Urban on the Agenda in Uganda
Kampala City has been particularly impacted by
rapid population growth. Photo: The Daily Monitor
[29 April 2010] -- Uganda must have a proper urban policy in place to enhance the development of urban centres because they are catalysts for economic growth, the World Bank has said.
In a recent meeting with journalists, World Bank Country Manager, Ms Kundhavi Kadiresan noted that urban centres should be developed because they offer major economic activities such as industry, services and commerce.
In addition, urban centres account for about 72 per cent of manufacturing output and have a high per capita consumption (with an average of $1,533 per annum and with an annual growth rate of 4.9 per cent) compared to national rural average (of only $344 per annum with annual growth rate of 3 per cent).
“Due to agglomeration, urban development is key for the structural transformation of Uganda,” she said.
High population growth rate a worrying trend
Ms. Kadiresan expressed concern about Uganda’s rapid population growth rate of 3.2 per annum, one of the highest in the world. According to estimates, Uganda’s population will reach 68 million in 2035, with 30 per cent of the population (some 20 million people) likely to be living in urban centres as a result of rural-urban migration in search of employment.

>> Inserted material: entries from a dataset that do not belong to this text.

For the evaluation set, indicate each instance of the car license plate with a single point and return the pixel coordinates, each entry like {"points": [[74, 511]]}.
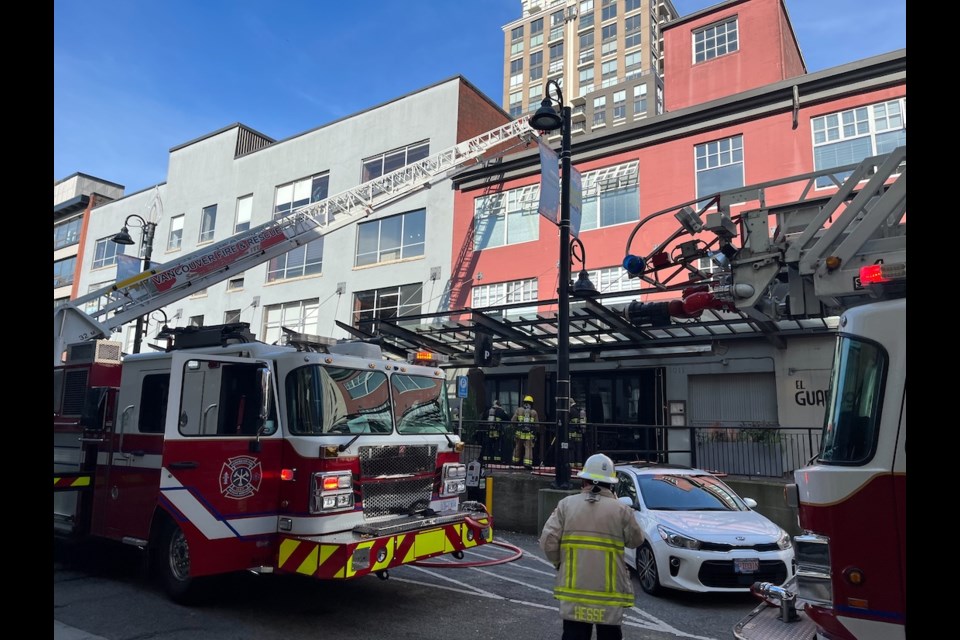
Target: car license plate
{"points": [[746, 565]]}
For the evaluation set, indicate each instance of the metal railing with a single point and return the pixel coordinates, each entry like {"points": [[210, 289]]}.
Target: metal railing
{"points": [[744, 450]]}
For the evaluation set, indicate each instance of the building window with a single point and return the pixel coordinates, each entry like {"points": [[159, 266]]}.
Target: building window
{"points": [[715, 40], [376, 166], [516, 104], [599, 111], [586, 14], [105, 253], [491, 295], [619, 105], [847, 137], [506, 218], [586, 48], [608, 39], [536, 33], [392, 238], [302, 316], [386, 303], [175, 239], [608, 10], [719, 166], [631, 29], [633, 65], [535, 95], [516, 72], [608, 73], [63, 271], [66, 233], [640, 101], [208, 223], [536, 65], [586, 80], [516, 40], [610, 196], [308, 259], [244, 213]]}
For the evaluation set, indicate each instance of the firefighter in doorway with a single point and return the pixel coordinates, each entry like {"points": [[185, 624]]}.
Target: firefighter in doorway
{"points": [[525, 416], [577, 433], [490, 449]]}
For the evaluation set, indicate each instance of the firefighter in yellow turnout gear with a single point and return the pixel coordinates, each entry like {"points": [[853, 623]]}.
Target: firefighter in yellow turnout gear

Currently, about 15 per cent of Uganda’s population lives in urban areas. Within those urban areas, around 14 per cent of the urban population lives below the poverty line. The number of urban residents living in poverty has increased from 500,000 in 2002 to 600,000 in 2006.
“Large population puts a lot of pressure on the available resources, increases dependency ratio and at the same time puts a lot of pressure on government to provide services needed by the citizens,” Ms Kadiresan said.
Kampala City has been particularly impacted. Rapid population growth and concentration of economic benefits in Kampala and in the central region has caused a population boom in the capital. A city planned for 350,000 residents, Kampala City now has a night population of 1.5 milliion and a day population of 2.5 million.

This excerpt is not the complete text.